Using Regexes for Simple String Matching
Sure, it’s nice when an application lets the user specify a regex as a search term, but exactly how much slower will it be when the search term is an exact string and not a pattern?
In other words, most users don’t know that the search term they are supplying is being parsed as a regular expression.
Here’s a little program that compare the execution speed of an exact match search and a regex search.
#define SEARCH_TYPE_NONE -1 #define SEARCH_TYPE_EXACT 1 #define SEARCH_TYPE_REGEX 2 int main (int argc, char **argv) { (void)argc; if (!argv[1]) { fprintf (stderr, "Missing search type (exact or regex\n"); return -1; } int stype = SEARCH_TYPE_NONE; if ((strcmp (argv[1], "exact")) == 0) { stype = SEARCH_TYPE_EXACT; } if ((strcmp (argv[1], "regex")) == 0) { stype = SEARCH_TYPE_REGEX; } if (stype != SEARCH_TYPE_EXACT && stype != SEARCH_TYPE_REGEX) { fprintf (stderr, "Search type [%s] unrecognised\n", argv[1]); return -1; } if (!argv[2]) { fprintf (stderr, "Missing search term\n"); return -1; } if (!argv[3]) { fprintf (stderr, "Missing repeat count for matching\n"); return -1; } size_t count = 0; if ((sscanf (argv[3], "%zu", &count)) != 1) { fprintf (stderr, "Count value [%s] is invalid\n", argv[3]); return -1; } regex_t re; if ((regcomp (&re, argv[2], REG_EXTENDED | REG_NOSUB)) != 0) { fprintf (stderr, "Failed to compile regex\n"); return -1; } char input[1024]; while (count-- != 0 && !ferror (stdin) && !feof (stdin) && fgets (input, sizeof input, stdin)) { char *eol = strchr (input, '\n'); if (eol) *eol = 0; if (stype == SEARCH_TYPE_EXACT) { printf ("exact [%i]\n", strcmp (argv[2], input)); } else { printf ("re [%i]\n", regexec (&re, input, 0, NULL, 0)); } } regfree (&re); return 0; }
The tests were run on multiple inputs of abc
, abcdef
and abcdefghi
,
all generated by the yes
program and piped into the program above.

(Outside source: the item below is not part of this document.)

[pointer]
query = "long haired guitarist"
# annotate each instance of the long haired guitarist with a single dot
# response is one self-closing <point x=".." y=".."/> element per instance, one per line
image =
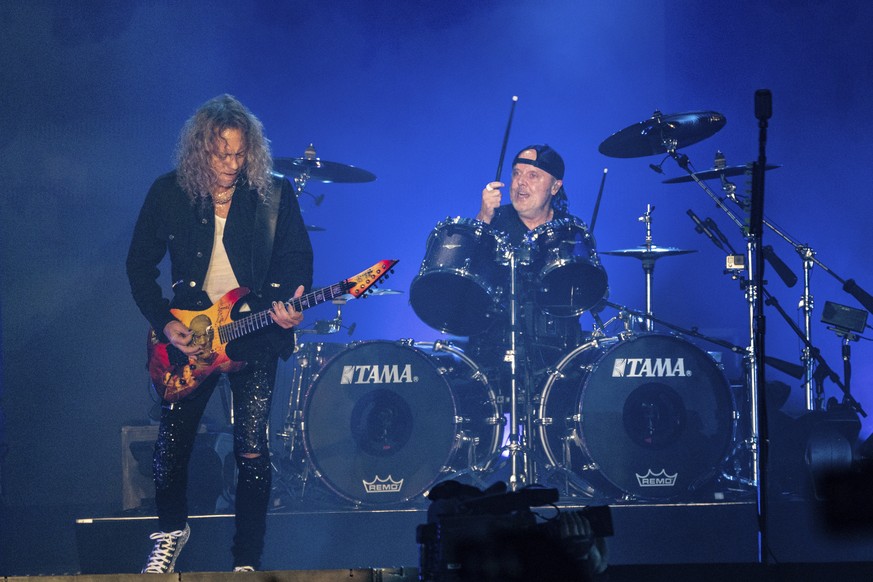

The
search count was set to 10m.
The results are as follows:
Search term | Search type | Duration |
---|---|---|
abc | Regex | real 0m2.493s |
abcdef | Regex | real 0m2.620s |
abcdefghi | Regex | real 0m2.893s |
abc | Exact match | real 0m1.492s |
abcdef | Exact match | real 0m1.480s |
abcdefghi | Exact match | real 0m1.454s |
Conclusion
Unless your users:
- Know how to construct regular expression, and
- Have a burning need for very flexible search terms
You’re better off using the exact match function in your code1. The exact match searching executes in about 60% of the time that the regular expression does, with better performance on longer strings.2
Footnotes:
Your language of choice almost certainly includes a very highly optimised string matching function.
I would be surprised if strcmp()
does not switch to a vectorised
implementation pass a certain length. This would explain why the
performance is better when the string length goes over a particular point.